Skip to main content

model.generate()

Generate text completions from image/video inputs and text prompts.
generated_ids = model.generate(**inputs, max_new_tokens=128)

Parameters

inputs
dict
required
Model inputs dictionary containing tokenized text and preprocessed images/videos.Typically obtained from processor.apply_chat_template() and moved to model device:
inputs = processor.apply_chat_template(
    messages,
    tokenize=True,
    add_generation_prompt=True,
    return_dict=True,
    return_tensors="pt"
)
inputs = inputs.to(model.device)

generated_ids = model.generate(**inputs, max_new_tokens=128)
max_new_tokens
int
default:"128"
Maximum number of new tokens to generate.
# Short response
generated_ids = model.generate(**inputs, max_new_tokens=128)

# Long response
generated_ids = model.generate(**inputs, max_new_tokens=2048)
temperature
float
default:"0.7"
Sampling temperature. Higher values increase randomness.
  • 0.1-0.5: More focused, deterministic outputs
  • 0.7: Balanced creativity (default for Instruct models)
  • 0.6: Recommended for Thinking models
  • 1.0+: More creative, diverse outputs
# More deterministic
generated_ids = model.generate(**inputs, temperature=0.3, max_new_tokens=128)
top_p
float
default:"0.8"
Nucleus sampling threshold. Only tokens with cumulative probability up to top_p are considered.
  • Instruct models: 0.8 (default)
  • Thinking models: 0.95 (recommended)
generated_ids = model.generate(
    **inputs,
    temperature=0.7,
    top_p=0.8,
    max_new_tokens=128
)
top_k
int
default:"20"
Top-k sampling. Only the top k most likely tokens are considered.
  • 20: Recommended value
  • -1: Disabled (consider all tokens)
generated_ids = model.generate(**inputs, top_k=20, max_new_tokens=128)
repetition_penalty
float
default:"1.0"
Penalty for repeating tokens. Values > 1.0 discourage repetition.
  • 1.0: No penalty (default)
  • 1.1-1.5: Light to moderate penalty
generated_ids = model.generate(
    **inputs,
    repetition_penalty=1.0,
    max_new_tokens=128
)
presence_penalty
float
default:"1.5"
Penalty for token presence regardless of frequency.
  • Instruct models: 1.5 (recommended)
  • Thinking models: 0.0 (recommended)
generated_ids = model.generate(
    **inputs,
    presence_penalty=1.5,
    max_new_tokens=128
)
do_sample
bool
default:"True"
Whether to use sampling. If False, uses greedy decoding.
# Greedy decoding (deterministic)
generated_ids = model.generate(**inputs, do_sample=False, max_new_tokens=128)
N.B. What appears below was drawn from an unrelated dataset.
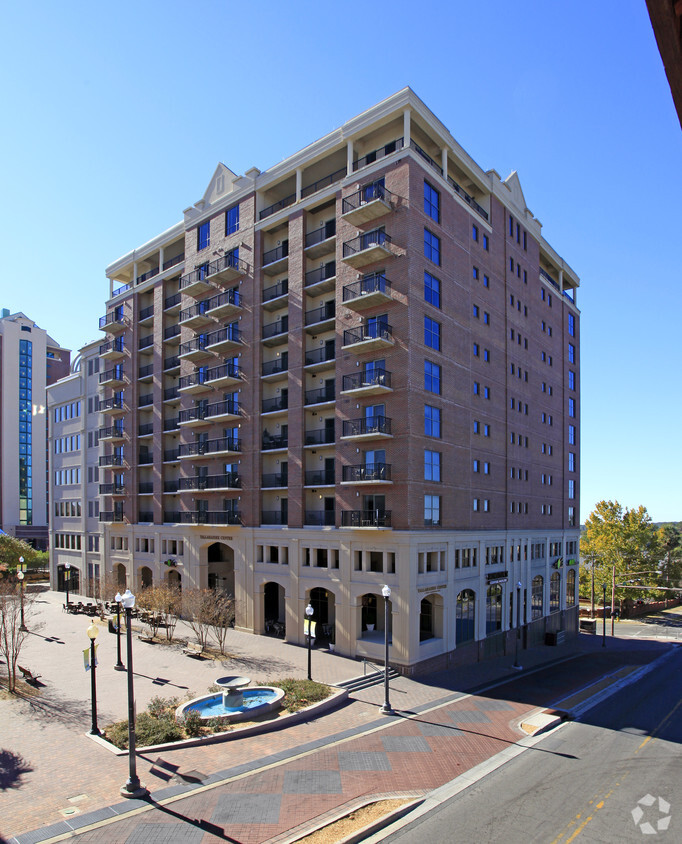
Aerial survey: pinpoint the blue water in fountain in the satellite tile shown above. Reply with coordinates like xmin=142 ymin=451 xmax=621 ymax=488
xmin=185 ymin=689 xmax=277 ymax=718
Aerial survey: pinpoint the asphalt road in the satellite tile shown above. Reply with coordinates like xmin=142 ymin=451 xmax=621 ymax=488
xmin=383 ymin=648 xmax=682 ymax=844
# Sampling (with randomness)
generated_ids = model.generate(**inputs, do_sample=True, max_new_tokens=128)
seed
int
Random seed for reproducible generation.
  • Instruct models: 3407 (official eval)
  • Thinking models: 1234 (official eval)
generated_ids = model.generate(**inputs, seed=42, max_new_tokens=128)

Returns

generated_ids
torch.Tensor
Tensor of token IDs including both input and generated tokens.Shape: (batch_size, total_sequence_length)To extract only the newly generated tokens:
generated_ids_trimmed = [
    out_ids[len(in_ids):] 
    for in_ids, out_ids in zip(inputs.input_ids, generated_ids)
]

Decoding Output

Convert generated token IDs to text using the processor:
output_text = processor.batch_decode(
    generated_ids_trimmed,
    skip_special_tokens=True,
    clean_up_tokenization_spaces=False
)
print(output_text)

Complete Example

from transformers import AutoModelForImageTextToText, AutoProcessor

model = AutoModelForImageTextToText.from_pretrained(
    "Qwen/Qwen3-VL-235B-A22B-Instruct",
    dtype="auto",
    device_map="auto"
)

processor = AutoProcessor.from_pretrained(
    "Qwen/Qwen3-VL-235B-A22B-Instruct"
)

messages = [
    {
        "role": "user",
        "content": [
            {
                "type": "image",
                "image": "https://example.com/image.jpg"
            },
            {"type": "text", "text": "Describe this image."}
        ]
    }
]

# Prepare inputs
inputs = processor.apply_chat_template(
    messages,
    tokenize=True,
    add_generation_prompt=True,
    return_dict=True,
    return_tensors="pt"
)
inputs = inputs.to(model.device)

# Generate
generated_ids = model.generate(**inputs, max_new_tokens=128)

# Decode
generated_ids_trimmed = [
    out_ids[len(in_ids):]
    for in_ids, out_ids in zip(inputs.input_ids, generated_ids)
]
output_text = processor.batch_decode(
    generated_ids_trimmed,
    skip_special_tokens=True,
    clean_up_tokenization_spaces=False
)
print(output_text)

Instruct Models

generated_ids = model.generate(
    **inputs,
    max_new_tokens=32768,
    temperature=0.7,
    top_p=0.8,
    top_k=20,
    repetition_penalty=1.0,
    presence_penalty=1.5,
    do_sample=True,
    seed=3407
)

Thinking Models

generated_ids = model.generate(
    **inputs,
    max_new_tokens=40960,
    temperature=0.6,
    top_p=0.95,
    top_k=20,
    repetition_penalty=1.0,
    presence_penalty=0.0,
    do_sample=True,
    seed=1234
)

Notes

For batch generation, always set processor.tokenizer.padding_side = 'left' and include padding=True in apply_chat_template().
The recommended hyperparameters above are used for official benchmark evaluations and provide optimal results for most use cases.